My Bug Family Reunion

By Jamin Dreyer

Soggy sneakers from falling in the lake. Dutch food. Old hymns. People that know you, but you don’t know them. These nuggets are imprinted in my childhood memory from the Zandstra family reunions that I was dragged to as a child. Twenty-five years ago, my nuclear family plus my grandma would pile into our minivan and drive a few hours to visit extended family. To be frank, I didn’t care much for these events as a kid; I was shy, and anyway too young to appreciate what the fuss was about.

Jamin Dreyer

With the passing of my grandmother’s generation in the mid-to-late 1990s, the family lost the threads that bound us together, and I haven’t been to a Zandstra reunion since. But I do have a new family reunion of sorts that I’ve been attending for five years now: ESA meetings. Entomology 2013 was my fourth national ESA meeting since I lugged a poster tube to Reno in 2008 as a brand new graduate student. Over these five years the event has morphed from an intimidating experience (my first big meeting!) into one of the highlights of my professional and personal calendar.

Just last week, I was at a long table in a hotel lounge on Sixth Street with some academic family members. My PhD advisor always hosts an evening gathering of current and former lab members who are attending the annual meeting. Now that I’ve “moved out of the house” as a new postdoc in another lab, the importance of maintaining these connections is sinking in. Colleagues and friends whom I used to see on a daily basis are now removed by hundreds of miles and a myriad of disparate responsibilities. But for a few hours our table was a food-and-drink-fueled lab meeting without an agenda, abuzz with conversation and stories, with people swapping seats here and there to ensure they were able to spend time with everyone.

In a less organized fashion, I experienced numerous small-scale, unplanned reunions as I rushed from session to session through the Austin Convention Center. Once you’ve been to enough meetings, you come to recognize, if not know, seemingly everybody like some huge academic Cheers. Some folks you greet with a quick wave, nod, or smile as you both scurry in opposite directions to events on other ends of the building. Other times you can stop and chat for a while and hash out career talk, some gossip, or new ideas. Perversely, after only a few meetings your network may become self-perpetuating to the point that you can only get face time with half of the friends you meant to.

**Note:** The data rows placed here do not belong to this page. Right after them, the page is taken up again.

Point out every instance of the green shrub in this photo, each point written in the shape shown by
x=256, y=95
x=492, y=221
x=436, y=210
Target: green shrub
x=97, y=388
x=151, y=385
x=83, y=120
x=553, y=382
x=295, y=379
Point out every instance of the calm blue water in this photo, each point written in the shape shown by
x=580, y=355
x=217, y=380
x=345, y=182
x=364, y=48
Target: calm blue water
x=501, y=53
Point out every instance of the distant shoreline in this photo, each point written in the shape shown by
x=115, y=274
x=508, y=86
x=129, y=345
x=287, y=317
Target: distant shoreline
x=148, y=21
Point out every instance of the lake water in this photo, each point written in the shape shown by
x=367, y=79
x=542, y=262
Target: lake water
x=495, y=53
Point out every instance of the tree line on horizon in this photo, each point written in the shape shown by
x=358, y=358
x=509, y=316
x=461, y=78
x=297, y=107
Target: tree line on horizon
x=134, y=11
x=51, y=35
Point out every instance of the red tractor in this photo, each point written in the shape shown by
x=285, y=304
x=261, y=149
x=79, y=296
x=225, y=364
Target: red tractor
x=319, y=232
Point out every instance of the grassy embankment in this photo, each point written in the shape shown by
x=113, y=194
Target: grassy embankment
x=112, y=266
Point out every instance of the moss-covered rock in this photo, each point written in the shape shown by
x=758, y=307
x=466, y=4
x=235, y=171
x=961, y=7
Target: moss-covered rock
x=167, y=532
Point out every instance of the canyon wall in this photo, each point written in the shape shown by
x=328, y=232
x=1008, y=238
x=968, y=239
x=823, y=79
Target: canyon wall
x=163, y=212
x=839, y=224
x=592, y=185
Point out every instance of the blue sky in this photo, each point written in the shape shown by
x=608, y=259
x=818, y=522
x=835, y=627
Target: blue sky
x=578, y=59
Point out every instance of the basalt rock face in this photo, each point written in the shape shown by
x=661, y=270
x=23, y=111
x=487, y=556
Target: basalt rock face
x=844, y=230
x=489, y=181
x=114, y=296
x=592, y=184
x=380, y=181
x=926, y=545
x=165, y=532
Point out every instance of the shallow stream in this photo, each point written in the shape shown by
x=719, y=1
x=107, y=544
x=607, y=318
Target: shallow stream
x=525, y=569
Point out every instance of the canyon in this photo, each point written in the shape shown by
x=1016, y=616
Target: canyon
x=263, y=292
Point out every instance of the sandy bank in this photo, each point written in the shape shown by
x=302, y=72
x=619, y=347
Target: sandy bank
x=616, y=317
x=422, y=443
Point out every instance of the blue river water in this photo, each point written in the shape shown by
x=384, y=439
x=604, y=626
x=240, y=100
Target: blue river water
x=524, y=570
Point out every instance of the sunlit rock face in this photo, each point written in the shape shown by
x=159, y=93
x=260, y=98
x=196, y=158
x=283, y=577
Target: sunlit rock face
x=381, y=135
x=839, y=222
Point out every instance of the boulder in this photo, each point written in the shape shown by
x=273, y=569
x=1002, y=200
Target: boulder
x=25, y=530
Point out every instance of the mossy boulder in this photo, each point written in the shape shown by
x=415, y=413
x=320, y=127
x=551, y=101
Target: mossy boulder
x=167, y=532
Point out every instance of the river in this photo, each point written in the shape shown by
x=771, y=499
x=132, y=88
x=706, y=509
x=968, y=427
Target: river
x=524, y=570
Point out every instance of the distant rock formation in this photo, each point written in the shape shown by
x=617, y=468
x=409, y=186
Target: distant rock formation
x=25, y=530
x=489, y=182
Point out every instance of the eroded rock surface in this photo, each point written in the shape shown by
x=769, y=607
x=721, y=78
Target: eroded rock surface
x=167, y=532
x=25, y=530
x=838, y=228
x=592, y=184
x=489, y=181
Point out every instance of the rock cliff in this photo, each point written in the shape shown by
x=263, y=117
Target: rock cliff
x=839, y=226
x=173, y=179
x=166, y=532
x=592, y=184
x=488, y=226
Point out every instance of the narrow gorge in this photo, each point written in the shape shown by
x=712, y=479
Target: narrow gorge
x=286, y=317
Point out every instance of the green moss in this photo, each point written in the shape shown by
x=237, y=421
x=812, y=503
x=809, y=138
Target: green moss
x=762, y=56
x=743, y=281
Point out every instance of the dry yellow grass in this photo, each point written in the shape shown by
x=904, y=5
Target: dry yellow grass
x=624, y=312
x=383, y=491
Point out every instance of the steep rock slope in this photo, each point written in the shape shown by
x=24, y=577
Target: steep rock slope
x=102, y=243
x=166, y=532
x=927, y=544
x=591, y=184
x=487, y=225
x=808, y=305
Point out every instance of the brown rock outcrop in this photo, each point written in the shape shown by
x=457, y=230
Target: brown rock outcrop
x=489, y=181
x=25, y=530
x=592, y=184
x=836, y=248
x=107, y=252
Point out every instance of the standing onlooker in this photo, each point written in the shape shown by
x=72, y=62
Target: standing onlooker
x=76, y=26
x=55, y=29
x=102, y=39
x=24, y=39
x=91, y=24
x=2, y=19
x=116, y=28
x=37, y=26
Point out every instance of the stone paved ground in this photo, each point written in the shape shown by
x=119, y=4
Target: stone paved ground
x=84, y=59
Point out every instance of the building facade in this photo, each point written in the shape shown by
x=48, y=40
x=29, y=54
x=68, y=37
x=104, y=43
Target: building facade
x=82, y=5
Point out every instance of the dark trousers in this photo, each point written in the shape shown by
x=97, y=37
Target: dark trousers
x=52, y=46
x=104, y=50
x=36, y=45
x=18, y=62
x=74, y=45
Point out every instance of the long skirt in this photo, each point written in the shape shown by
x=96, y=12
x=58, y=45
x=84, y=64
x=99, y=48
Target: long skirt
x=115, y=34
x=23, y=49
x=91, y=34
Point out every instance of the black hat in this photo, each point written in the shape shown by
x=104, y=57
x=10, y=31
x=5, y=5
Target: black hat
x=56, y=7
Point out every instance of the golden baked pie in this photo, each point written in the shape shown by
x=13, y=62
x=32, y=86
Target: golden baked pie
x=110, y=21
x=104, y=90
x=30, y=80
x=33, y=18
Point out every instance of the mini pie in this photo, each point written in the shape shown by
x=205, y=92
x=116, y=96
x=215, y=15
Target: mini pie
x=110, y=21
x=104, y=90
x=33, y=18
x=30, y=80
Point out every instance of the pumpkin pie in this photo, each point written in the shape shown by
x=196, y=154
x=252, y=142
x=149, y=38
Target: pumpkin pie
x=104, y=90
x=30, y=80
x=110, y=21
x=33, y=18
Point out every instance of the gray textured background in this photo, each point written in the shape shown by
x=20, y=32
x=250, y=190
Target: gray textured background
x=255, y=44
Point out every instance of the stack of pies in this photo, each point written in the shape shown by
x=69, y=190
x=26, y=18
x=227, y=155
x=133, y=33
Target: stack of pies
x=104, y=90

Family reunions, real ones, are also a time for feedback of all kinds. “Look how you’ve grown!” “Who let you wear your hair like that?!” “I’m so proud of you!” Scientific meetings are no different. Year to year we are grow as scientists, sometimes stumbling along the way, and we have our scientific community to help guide us and inspire us. Maybe your poster is a flop or your talk bombs, or you wonder “Will I ever pull off something that cool?” when you see some of the great science being done by ESA members. But right then you might have an uplifting experience like I did when, for the first time, a grad student I didn’t know approached me and spoke highly about one of my papers. Maybe I’m not just the crazy uncle here like I feared I was…

Come next spring I’m planning to attend an ESA branch meeting for the first time, and I’ve already got eyes for the national meeting in Portland. For the branch meeting, I’ll pile into a van with my current lab, my nuclear academic family, and drive south to meet our “relatives” from around the region. To reach Portland, I’ll probably board a plane, and if I’m lucky there will be more than a few entomologist friends that I’ll meet in the airport terminal, in one of those very special unplanned reunions that kick off the festivities. I may never again make an annual pilgrimage to meet my extended family members, but I’ve still got my academic reunions to look forward to. Hopefully sans soggy shoes.